The trauma also pushed Morningstar and Bishop Borders into serving the community by addressing the violence around them, and by comforting grieving families. Many times, those being mourned at funerals were not even members, but community folks who needed the big shoulders of Borders and his congregation. That included the Odom family, who lost Steven Odom, 13, in a horrific 2007 murder.
“You become a certain kind of congregation when you have to handle a thousand angry, grieving mourners,” Borders said. “So, to this very day we are more knowledgeable than most churches in dealing with grief and bereavement.”
Community service also emerged in the late 1990s. “We sort of morphed from dealing with violence and grief to paying more attention to health and social disparities here,” he said. “That led to a response to this neighborhood being a food desert. Last year we gave away 1,822 bags of food to the neighborhood, all church funded, and much of it to people who are not members.”
McConnell said Borders is good at recognizing helpers, and delegating responsibilities well. He said he has a talent for seeing where people will be in six months or five years, and how they can be valuable to the church.
“I think it’s the integrity piece of Bishop Borders and I think that played into Morningstar’s favor,” said McConnell. “Morningstar isn’t mixed up in any scandals. For me to see other churches come and go, we’ve managed to stay here. I know God has a plan for the church in the communities of Mattapan, Dorchester, and Roxbury.”
Charting the future
Borders is already planning for life after the pulpit, though he’s not retiring right now. When he does, he hopes to write more books. He has one coming out in April called ‘Walk Your Path.’ Outside of the pulpit, he has become very excited about a board member role with the one-year-old Independent Professionals Association (IPA), an organization that advocates for Black and Brown entrepreneurs and gig workers.
“Serving this gig economy is very exciting because I’m expanding as a socially conscious person and bringing my expertise as a pastor and someone in the community to the discussion,” he said.
But adjusting to a changing community and keeping the message and their faith fresh Sunday after Sunday is what Borders and his deacons are focused on now.
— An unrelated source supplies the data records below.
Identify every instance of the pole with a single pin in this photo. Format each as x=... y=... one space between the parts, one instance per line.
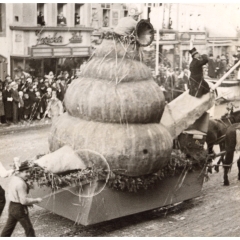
x=224 y=76
x=157 y=42
x=191 y=46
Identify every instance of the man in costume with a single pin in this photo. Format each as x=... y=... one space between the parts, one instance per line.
x=127 y=25
x=3 y=174
x=197 y=85
x=19 y=202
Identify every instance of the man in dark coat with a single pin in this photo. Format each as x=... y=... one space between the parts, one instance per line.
x=8 y=103
x=197 y=85
x=211 y=66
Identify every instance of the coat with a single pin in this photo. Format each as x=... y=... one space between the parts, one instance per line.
x=197 y=85
x=8 y=105
x=2 y=113
x=211 y=68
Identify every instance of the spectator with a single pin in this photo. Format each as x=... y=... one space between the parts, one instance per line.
x=19 y=202
x=219 y=67
x=20 y=107
x=211 y=66
x=2 y=113
x=55 y=107
x=50 y=77
x=61 y=88
x=8 y=103
x=27 y=106
x=40 y=19
x=15 y=96
x=224 y=64
x=36 y=106
x=77 y=19
x=61 y=20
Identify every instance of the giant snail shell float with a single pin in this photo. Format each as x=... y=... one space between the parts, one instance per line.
x=114 y=108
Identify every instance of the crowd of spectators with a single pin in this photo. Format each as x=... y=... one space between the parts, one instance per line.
x=174 y=81
x=29 y=98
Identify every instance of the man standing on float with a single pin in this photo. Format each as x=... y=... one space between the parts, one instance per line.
x=127 y=25
x=197 y=85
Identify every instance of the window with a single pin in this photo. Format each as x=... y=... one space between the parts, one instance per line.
x=105 y=5
x=1 y=16
x=61 y=18
x=78 y=17
x=115 y=17
x=41 y=14
x=106 y=17
x=125 y=13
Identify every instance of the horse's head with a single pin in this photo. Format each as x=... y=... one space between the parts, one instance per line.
x=235 y=116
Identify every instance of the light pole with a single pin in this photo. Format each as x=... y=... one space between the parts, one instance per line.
x=157 y=41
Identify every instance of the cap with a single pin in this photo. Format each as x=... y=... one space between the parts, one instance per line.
x=193 y=52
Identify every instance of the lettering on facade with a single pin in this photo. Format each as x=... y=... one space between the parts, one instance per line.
x=49 y=40
x=167 y=36
x=18 y=38
x=200 y=36
x=76 y=38
x=187 y=36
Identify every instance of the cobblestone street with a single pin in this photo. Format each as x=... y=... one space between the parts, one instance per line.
x=214 y=213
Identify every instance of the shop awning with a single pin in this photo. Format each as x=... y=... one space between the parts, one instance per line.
x=219 y=43
x=59 y=51
x=166 y=42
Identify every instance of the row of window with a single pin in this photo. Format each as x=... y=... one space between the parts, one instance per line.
x=61 y=17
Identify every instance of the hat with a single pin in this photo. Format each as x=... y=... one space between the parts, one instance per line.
x=21 y=166
x=193 y=52
x=133 y=11
x=223 y=57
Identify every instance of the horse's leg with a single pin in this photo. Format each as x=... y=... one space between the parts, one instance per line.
x=238 y=163
x=221 y=159
x=210 y=151
x=227 y=162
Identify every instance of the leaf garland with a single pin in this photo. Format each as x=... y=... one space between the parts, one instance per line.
x=178 y=163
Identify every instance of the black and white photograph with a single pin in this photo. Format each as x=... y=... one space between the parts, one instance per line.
x=120 y=119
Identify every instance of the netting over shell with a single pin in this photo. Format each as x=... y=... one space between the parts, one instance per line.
x=114 y=108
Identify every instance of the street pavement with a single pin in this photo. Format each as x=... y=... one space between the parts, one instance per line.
x=215 y=213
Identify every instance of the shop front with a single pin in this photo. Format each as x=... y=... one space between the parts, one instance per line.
x=187 y=41
x=39 y=52
x=168 y=50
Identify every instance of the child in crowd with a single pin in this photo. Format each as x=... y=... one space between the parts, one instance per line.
x=2 y=113
x=27 y=106
x=20 y=107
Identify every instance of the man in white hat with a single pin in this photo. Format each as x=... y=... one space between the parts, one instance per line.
x=127 y=25
x=197 y=85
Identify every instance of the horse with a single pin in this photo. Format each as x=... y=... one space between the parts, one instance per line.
x=230 y=145
x=216 y=132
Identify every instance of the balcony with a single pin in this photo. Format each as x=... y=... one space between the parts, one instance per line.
x=49 y=28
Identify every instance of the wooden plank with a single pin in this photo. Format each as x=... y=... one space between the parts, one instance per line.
x=110 y=204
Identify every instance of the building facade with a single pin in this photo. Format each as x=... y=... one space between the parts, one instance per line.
x=43 y=37
x=47 y=36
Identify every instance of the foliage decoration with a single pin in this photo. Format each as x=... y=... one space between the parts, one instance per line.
x=178 y=164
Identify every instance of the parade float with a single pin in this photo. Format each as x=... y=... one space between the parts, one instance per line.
x=111 y=153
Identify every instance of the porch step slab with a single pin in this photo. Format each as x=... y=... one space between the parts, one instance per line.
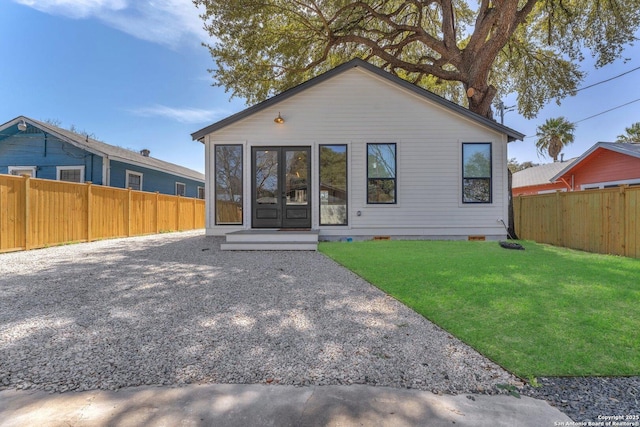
x=271 y=236
x=269 y=246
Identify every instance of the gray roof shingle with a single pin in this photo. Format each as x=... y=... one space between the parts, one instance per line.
x=111 y=151
x=539 y=175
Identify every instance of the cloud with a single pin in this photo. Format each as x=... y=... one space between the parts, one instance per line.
x=183 y=115
x=166 y=22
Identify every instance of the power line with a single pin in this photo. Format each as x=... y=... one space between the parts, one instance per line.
x=610 y=109
x=604 y=81
x=595 y=115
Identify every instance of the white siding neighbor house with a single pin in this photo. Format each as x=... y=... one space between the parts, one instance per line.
x=357 y=153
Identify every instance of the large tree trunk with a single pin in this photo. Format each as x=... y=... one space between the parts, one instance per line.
x=480 y=100
x=511 y=231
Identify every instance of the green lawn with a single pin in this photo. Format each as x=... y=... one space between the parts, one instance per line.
x=544 y=311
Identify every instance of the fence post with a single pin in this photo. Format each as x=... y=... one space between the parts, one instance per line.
x=88 y=211
x=559 y=220
x=27 y=197
x=194 y=214
x=623 y=221
x=157 y=212
x=128 y=212
x=178 y=213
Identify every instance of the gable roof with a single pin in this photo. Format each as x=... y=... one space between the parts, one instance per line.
x=512 y=135
x=619 y=147
x=103 y=149
x=539 y=175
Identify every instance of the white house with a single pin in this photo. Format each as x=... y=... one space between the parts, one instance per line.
x=357 y=152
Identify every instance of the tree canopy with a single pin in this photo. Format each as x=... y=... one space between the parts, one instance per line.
x=553 y=135
x=631 y=135
x=467 y=51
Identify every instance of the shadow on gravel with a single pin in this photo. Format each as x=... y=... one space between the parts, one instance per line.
x=175 y=310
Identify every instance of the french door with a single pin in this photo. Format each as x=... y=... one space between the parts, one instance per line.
x=281 y=187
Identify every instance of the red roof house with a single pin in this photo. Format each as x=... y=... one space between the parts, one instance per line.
x=605 y=165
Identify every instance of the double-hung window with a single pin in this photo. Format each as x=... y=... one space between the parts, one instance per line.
x=70 y=173
x=134 y=180
x=228 y=184
x=181 y=189
x=23 y=170
x=476 y=172
x=333 y=185
x=381 y=173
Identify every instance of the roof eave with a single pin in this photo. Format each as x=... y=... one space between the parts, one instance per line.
x=512 y=135
x=604 y=146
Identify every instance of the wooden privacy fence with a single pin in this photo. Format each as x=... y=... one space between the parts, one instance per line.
x=35 y=213
x=603 y=221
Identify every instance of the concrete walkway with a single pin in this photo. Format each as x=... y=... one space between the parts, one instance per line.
x=271 y=405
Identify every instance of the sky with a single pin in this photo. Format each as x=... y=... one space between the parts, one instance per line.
x=134 y=74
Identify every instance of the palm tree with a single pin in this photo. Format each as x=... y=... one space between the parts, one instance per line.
x=632 y=135
x=553 y=136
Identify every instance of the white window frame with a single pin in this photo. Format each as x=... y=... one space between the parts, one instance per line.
x=185 y=189
x=129 y=172
x=601 y=185
x=59 y=169
x=32 y=168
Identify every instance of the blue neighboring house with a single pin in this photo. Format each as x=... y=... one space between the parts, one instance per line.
x=41 y=150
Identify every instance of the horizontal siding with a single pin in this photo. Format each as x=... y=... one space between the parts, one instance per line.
x=152 y=180
x=357 y=107
x=604 y=166
x=32 y=149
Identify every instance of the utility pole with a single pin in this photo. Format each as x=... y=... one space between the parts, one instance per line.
x=503 y=110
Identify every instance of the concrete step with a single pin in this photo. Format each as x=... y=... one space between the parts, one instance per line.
x=268 y=236
x=270 y=246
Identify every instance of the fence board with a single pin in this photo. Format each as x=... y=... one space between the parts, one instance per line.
x=602 y=221
x=12 y=214
x=36 y=213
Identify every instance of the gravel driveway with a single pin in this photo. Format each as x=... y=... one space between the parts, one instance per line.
x=172 y=309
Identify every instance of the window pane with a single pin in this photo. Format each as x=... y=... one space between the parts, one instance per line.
x=228 y=185
x=267 y=177
x=381 y=191
x=134 y=181
x=476 y=173
x=381 y=173
x=381 y=160
x=476 y=160
x=296 y=182
x=477 y=190
x=333 y=185
x=70 y=175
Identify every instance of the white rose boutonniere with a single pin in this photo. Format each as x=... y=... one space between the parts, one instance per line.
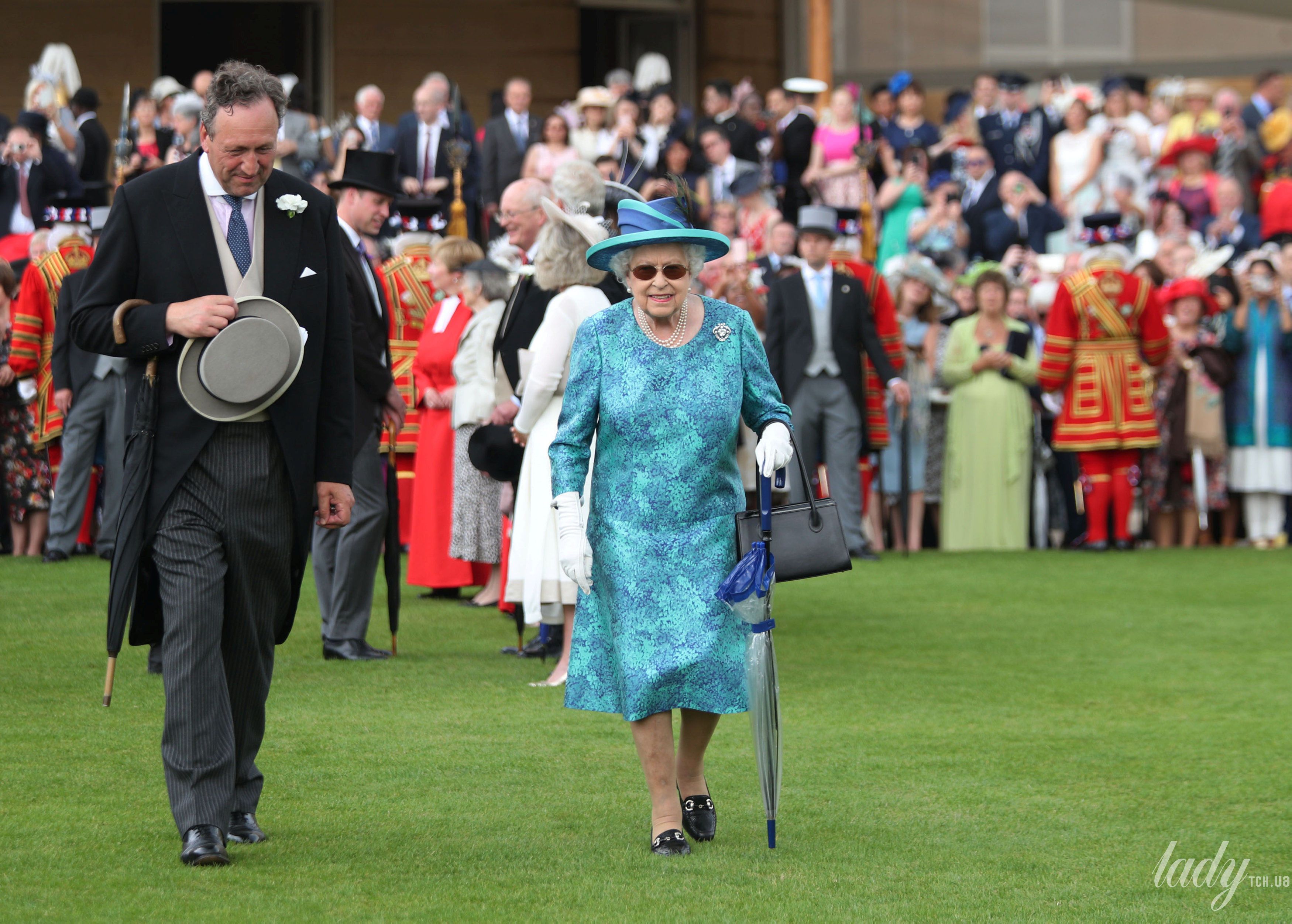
x=291 y=205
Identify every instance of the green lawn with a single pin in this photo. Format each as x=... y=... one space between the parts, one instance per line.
x=976 y=737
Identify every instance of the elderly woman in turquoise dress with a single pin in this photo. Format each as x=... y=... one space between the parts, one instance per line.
x=662 y=382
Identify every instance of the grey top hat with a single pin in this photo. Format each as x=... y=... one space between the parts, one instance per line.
x=819 y=219
x=247 y=366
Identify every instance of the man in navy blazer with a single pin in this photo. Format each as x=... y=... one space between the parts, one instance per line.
x=1232 y=224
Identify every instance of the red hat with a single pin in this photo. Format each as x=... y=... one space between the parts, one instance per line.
x=1183 y=289
x=1203 y=144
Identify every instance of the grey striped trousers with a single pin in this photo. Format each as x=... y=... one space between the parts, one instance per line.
x=223 y=554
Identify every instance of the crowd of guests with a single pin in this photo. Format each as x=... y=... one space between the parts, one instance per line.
x=972 y=217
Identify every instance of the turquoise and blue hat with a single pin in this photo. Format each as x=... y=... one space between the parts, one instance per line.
x=659 y=221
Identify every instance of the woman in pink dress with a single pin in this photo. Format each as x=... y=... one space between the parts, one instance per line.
x=835 y=170
x=429 y=564
x=543 y=158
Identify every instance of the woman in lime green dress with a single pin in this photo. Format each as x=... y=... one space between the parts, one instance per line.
x=990 y=362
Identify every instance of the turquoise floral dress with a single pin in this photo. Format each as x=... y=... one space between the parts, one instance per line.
x=652 y=636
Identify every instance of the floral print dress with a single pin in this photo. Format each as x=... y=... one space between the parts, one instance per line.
x=653 y=636
x=28 y=485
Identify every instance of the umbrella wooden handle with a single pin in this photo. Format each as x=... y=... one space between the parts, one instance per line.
x=109 y=679
x=119 y=318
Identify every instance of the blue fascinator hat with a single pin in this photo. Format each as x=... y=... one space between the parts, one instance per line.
x=659 y=221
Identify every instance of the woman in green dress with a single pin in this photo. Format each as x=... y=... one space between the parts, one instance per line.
x=992 y=360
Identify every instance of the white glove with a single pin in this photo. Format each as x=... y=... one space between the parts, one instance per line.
x=573 y=547
x=774 y=449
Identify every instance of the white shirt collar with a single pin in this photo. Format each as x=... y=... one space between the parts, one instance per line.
x=349 y=232
x=210 y=185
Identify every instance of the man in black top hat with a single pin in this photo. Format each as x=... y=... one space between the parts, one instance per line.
x=346 y=560
x=1017 y=137
x=96 y=148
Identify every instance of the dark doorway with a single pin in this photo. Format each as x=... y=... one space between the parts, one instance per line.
x=617 y=38
x=281 y=37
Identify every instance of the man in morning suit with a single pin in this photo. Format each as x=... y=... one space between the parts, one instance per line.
x=818 y=325
x=507 y=139
x=230 y=505
x=346 y=560
x=796 y=123
x=96 y=148
x=720 y=111
x=1017 y=137
x=369 y=105
x=423 y=153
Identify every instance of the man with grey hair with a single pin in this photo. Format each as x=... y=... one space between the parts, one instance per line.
x=234 y=484
x=507 y=139
x=369 y=103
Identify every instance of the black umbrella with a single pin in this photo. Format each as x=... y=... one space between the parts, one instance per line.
x=132 y=524
x=906 y=481
x=392 y=557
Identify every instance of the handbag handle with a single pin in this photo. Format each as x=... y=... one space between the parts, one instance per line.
x=814 y=520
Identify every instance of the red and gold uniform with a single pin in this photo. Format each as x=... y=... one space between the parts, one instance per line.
x=1103 y=330
x=33 y=344
x=408 y=284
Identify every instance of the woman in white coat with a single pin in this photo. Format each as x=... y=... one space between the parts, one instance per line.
x=477 y=520
x=534 y=574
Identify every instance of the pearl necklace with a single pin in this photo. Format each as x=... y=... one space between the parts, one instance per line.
x=679 y=330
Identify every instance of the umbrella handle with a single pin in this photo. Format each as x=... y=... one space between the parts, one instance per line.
x=119 y=318
x=109 y=679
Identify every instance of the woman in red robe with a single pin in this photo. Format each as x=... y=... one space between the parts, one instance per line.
x=429 y=564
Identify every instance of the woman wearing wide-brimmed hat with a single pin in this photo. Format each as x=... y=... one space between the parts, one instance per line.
x=534 y=573
x=662 y=380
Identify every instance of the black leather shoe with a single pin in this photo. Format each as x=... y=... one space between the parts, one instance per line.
x=671 y=843
x=245 y=830
x=205 y=846
x=700 y=817
x=351 y=649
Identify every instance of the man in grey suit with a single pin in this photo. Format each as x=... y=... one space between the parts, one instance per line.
x=724 y=166
x=346 y=560
x=818 y=326
x=232 y=495
x=507 y=139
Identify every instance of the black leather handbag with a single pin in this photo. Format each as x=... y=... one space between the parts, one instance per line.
x=807 y=539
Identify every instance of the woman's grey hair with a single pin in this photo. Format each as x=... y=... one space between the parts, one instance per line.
x=489 y=278
x=622 y=261
x=561 y=259
x=241 y=85
x=578 y=186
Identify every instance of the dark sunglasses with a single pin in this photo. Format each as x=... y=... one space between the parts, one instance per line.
x=672 y=272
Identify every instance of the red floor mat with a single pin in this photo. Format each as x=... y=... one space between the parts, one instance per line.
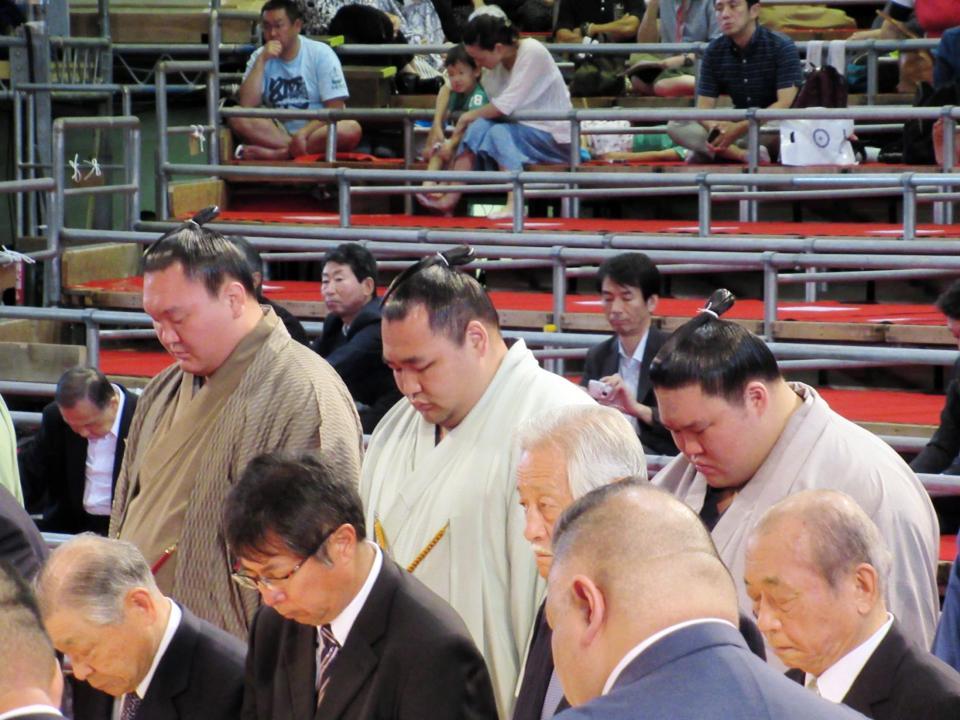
x=885 y=406
x=826 y=311
x=133 y=363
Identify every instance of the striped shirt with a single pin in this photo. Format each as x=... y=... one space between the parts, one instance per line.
x=751 y=76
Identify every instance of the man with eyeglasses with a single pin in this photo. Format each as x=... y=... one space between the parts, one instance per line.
x=438 y=478
x=290 y=72
x=344 y=632
x=240 y=387
x=134 y=652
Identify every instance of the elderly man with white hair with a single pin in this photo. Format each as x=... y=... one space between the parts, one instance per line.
x=565 y=453
x=816 y=571
x=135 y=652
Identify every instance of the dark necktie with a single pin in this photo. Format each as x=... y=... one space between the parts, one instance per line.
x=328 y=653
x=130 y=705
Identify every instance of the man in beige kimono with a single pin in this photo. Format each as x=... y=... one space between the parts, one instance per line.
x=438 y=477
x=240 y=387
x=748 y=439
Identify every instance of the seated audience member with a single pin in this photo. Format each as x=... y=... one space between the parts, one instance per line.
x=817 y=572
x=21 y=544
x=644 y=618
x=680 y=21
x=134 y=652
x=290 y=72
x=69 y=468
x=629 y=286
x=749 y=438
x=946 y=65
x=946 y=643
x=756 y=67
x=597 y=20
x=350 y=341
x=344 y=631
x=518 y=75
x=30 y=679
x=294 y=327
x=462 y=92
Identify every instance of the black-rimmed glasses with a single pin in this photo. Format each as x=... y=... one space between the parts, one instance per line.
x=460 y=255
x=256 y=582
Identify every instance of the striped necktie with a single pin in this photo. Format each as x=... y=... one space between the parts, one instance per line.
x=129 y=706
x=325 y=656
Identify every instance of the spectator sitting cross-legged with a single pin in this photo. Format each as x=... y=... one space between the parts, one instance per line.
x=290 y=72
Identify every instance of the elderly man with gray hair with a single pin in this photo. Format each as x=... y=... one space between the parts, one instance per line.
x=139 y=653
x=817 y=570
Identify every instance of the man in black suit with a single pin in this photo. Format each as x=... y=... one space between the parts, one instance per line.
x=816 y=568
x=70 y=467
x=344 y=632
x=21 y=544
x=629 y=286
x=350 y=340
x=134 y=651
x=30 y=679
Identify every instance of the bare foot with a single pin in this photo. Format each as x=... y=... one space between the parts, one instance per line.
x=257 y=152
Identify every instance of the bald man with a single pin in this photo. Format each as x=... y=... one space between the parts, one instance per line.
x=817 y=570
x=644 y=617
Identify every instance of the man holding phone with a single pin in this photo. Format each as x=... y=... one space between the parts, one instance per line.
x=756 y=67
x=616 y=371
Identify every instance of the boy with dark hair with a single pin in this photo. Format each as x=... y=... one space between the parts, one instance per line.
x=461 y=93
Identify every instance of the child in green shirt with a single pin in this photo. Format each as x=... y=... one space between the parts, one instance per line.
x=462 y=92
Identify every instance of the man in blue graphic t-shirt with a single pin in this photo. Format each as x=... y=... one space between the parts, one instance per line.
x=290 y=72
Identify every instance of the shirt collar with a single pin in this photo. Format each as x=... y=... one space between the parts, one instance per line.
x=637 y=351
x=173 y=622
x=835 y=682
x=121 y=399
x=31 y=710
x=342 y=624
x=635 y=652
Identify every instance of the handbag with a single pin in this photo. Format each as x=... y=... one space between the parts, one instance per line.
x=816 y=142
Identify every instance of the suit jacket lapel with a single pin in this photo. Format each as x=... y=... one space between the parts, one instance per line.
x=173 y=673
x=873 y=684
x=299 y=658
x=359 y=656
x=654 y=343
x=129 y=406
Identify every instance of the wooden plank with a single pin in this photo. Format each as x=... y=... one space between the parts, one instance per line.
x=38 y=362
x=189 y=196
x=30 y=331
x=100 y=262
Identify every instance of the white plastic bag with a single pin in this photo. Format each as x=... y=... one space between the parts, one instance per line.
x=816 y=142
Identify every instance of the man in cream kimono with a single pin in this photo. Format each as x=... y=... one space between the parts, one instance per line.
x=438 y=478
x=240 y=387
x=748 y=439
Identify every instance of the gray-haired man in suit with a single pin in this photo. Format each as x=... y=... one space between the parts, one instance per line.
x=136 y=653
x=816 y=570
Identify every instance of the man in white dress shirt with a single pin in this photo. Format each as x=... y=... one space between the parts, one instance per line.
x=70 y=467
x=133 y=650
x=816 y=568
x=30 y=679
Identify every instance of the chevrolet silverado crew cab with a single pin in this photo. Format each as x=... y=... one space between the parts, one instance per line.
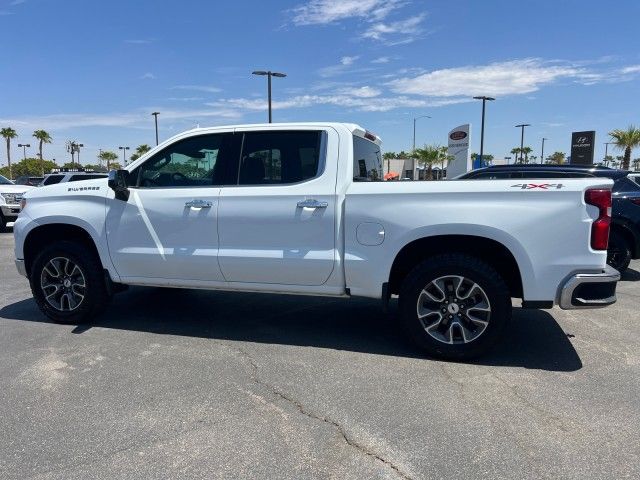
x=303 y=209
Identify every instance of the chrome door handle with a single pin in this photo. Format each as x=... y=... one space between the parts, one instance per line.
x=311 y=203
x=198 y=203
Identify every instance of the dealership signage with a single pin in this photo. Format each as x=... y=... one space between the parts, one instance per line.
x=458 y=148
x=582 y=147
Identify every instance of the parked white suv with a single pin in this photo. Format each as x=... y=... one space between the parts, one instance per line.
x=302 y=209
x=10 y=198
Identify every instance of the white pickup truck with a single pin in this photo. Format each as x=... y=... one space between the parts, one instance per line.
x=302 y=209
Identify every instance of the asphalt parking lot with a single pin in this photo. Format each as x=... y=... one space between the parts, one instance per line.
x=193 y=384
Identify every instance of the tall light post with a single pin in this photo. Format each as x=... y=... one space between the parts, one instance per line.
x=484 y=102
x=124 y=154
x=413 y=157
x=24 y=149
x=78 y=145
x=606 y=151
x=269 y=74
x=414 y=129
x=155 y=116
x=521 y=126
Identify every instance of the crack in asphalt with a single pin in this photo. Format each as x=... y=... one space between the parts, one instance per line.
x=304 y=411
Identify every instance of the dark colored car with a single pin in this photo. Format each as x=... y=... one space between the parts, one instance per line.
x=624 y=240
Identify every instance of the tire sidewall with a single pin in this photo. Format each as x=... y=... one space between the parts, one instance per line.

McConnell said they don’t want to become one of those churches “that has a big, nice church building that no one comes to anymore.”
Borders and McConnell say they continually face pressure to move the church off Blue Hill Avenue to the suburbs. Some 20 years ago, there was a call to move outside of Boston. Borders advocated for staying because moving would have discarded the growing congregation they had become. While other churches have made that move, Morningstar has not, and Borders said they’re thriving because of it.
Outside their doors, an uncertain future approaches with new residential developments and a new streetscape – including a proposed dedicated bus lane on Blue Hill Avenue – being mapped out. The languages spoken are not only English; Kreyol, Portuguese, Spanish have become more prominent. But with those changes, Borders said, Morningstar will also change. They will become a church that people can walk to.
“We are going to send out foot soldiers into this community and create an effort that results in people being able to walk to church,” he said. “We’re ready to adjust and recruit a whole new demographic, which happens to be our neighbors. It’s the only way a community church survives. You survive by recognizing a community’s needs and that’s what we intend to do once again. I will be dead before this building ever becomes condos.”